Queen Elizabeth II tested positive for COVID; mild symptoms

Buckingham Palace reported that Queen Elizabeth II was positive for COVID-19 and is currently experiencing mild, cold-like symptoms.

Queen Elizabeth II tested positive for COVID; mild symptoms

She plans to continue working. Concern and well wishes came from all parts of Britain for the 95-year old, who is known for being a stoic individual.

The longest-reigning monarch of Britain and an integral part of the national life, the queen was 70 years in office on February 6, the anniversary the 1952 death her father, King George VI. On April 21, she will be 96.

According to the palace, the queen has been fully vaccinated with a booster shot and will continue her duties at Windsor Castle in the next week.

The palace released a statement saying that "She will continue receiving medical attention and will comply with all the relevant guidelines."

The U.K. government has announced that people who have tested positive for COVID-19 will now be required to self-isolate at least for five days. However, the British government claims it plans on lifting this requirement for England next week.

The queen's oldest son Prince Charles and her 74 year-old daughter-in law Camilla, Duchess Of Cornwall both contracted COVID-19 earlier in the month. Charles has since been back at work. Staff at Windsor Castle, where she is currently staying, are believed to have been infected with a virus.

Paul Hunter, an expert in infectious diseases at the University of East Anglia, stated that the queen would likely receive one of the antiviral drugs approved in the U.K. for COVID-19.

He said, "If you get them early enough it reduces the risk of severe diseases developing. So I would imagine that any doctor would consider giving these antivirals to a patient in their 90s."

On Sunday, a host of high-ranking British politicians sent get well messages. Boris Johnson, Prime Minister of the United Kingdom, tweeted: "I'm sure that I speak for all who wish Her Majesty the Queen a quick recovery from COVID as well as a return to vibrant good-health."

Sajid Javid, Health Secretary, wrote that he "Wishes Her Majesty the Queen a quick recovery." Keir Starmer, opposition Labour Party leader, wished the queen "good and speedy health." Ma'am, get well soon!

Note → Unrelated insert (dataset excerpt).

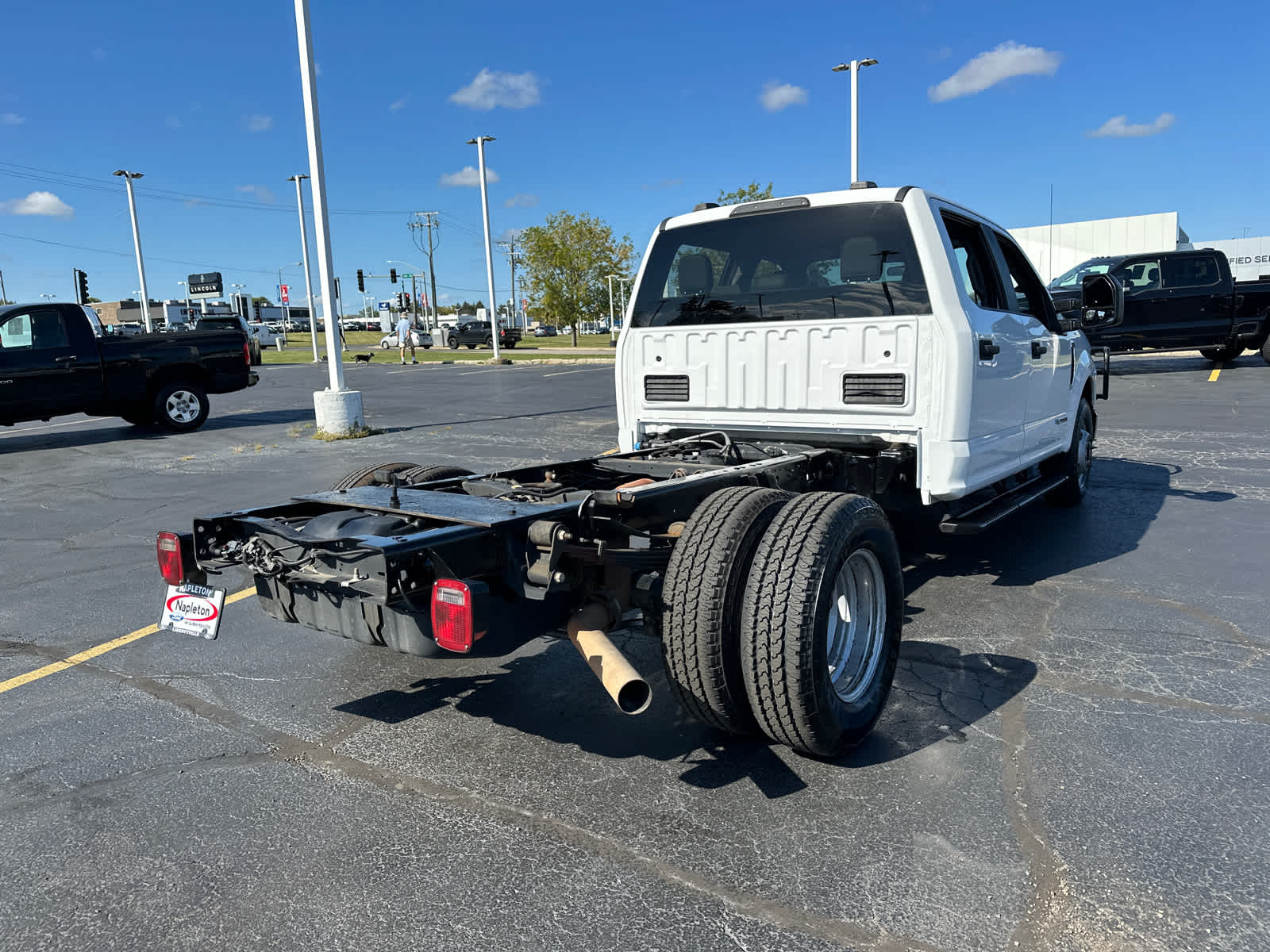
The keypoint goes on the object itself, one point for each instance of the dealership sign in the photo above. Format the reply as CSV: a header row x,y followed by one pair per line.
x,y
202,286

Elizabeth has been in good health throughout her reign. She was photographed riding a horse as recently 2020. She walked with a walkingstick in the last year. In October, she spent a night at a London hospital to undergo unspecified tests.

After that, the queen was ordered to rest by her doctors. She was then forced to cancel several important events including Remembrance Sunday and the COP26 climate conference in Glasgow in November.

She has been back to public duties this month and has had audiences with politicians, diplomats and military leaders both in person and virtually. One exchange last week was captured on camera. She walked slowly with a stick, and she said "as I can see, I can't move" in reference to her leg.

Two televised messages were delivered by the queen to the nation in the early stages of the 2020 pandemic. She has continued to set an example and have been a role model. It was made public that she was vaccinated. She sat by herself at the funeral of Prince Philip last year, due to coronavirus restrictions.

Majesty magazine managing editor Joe Little said that members of the royal family are more concerned about the queen's situation than the queen.

He said, "I would assume that she will be matter of fact about the diagnosis in such a way that perhaps the people around her tend to be less matter-of–fact."

The Queen has a busy schedule for the next few months of her Platinum Jubilee Year. She is scheduled to attend several in-person public engagements over the coming weeks. These include a diplomatic reception at Windsor on February 2 and the Commonwealth Service at Westminster Abbey March 14.

She will hold a remembrance ceremony at Westminster Abbey on March 29 for Philip, who died at 99 in April 2021.

The public celebrations of the Platinum Jubilee will take place over a long weekend from June 2-5. There will be festivities that include a military parade and a day of horseracing.

The queen is the latest monarch to be infected by COVID-19. The illness was first detected in February by Queen Margrethe of Denmark (82), and Spain's King Felipe VI (54). Both had mild symptoms.

After a difficult week for Britain’s royal family, her diagnosis came.

The second son of the queen, Prince Andrew settled the U.S. lawsuit brought to him by a woman who claimed that he had abused her while she was 17, when she was traveling with Jeffrey Epstein, a financier and sex offender. Andrew vigorously denied Virginia Giuffre's claim. In a settlement, he agreed to make a significant donation to the charity of his accuser.

London's Metropolitan Police opened an investigation on Wednesday into allegations that Prince Charles charities had offered to help a billionaire Saudi get citizenship and honors in exchange for donations.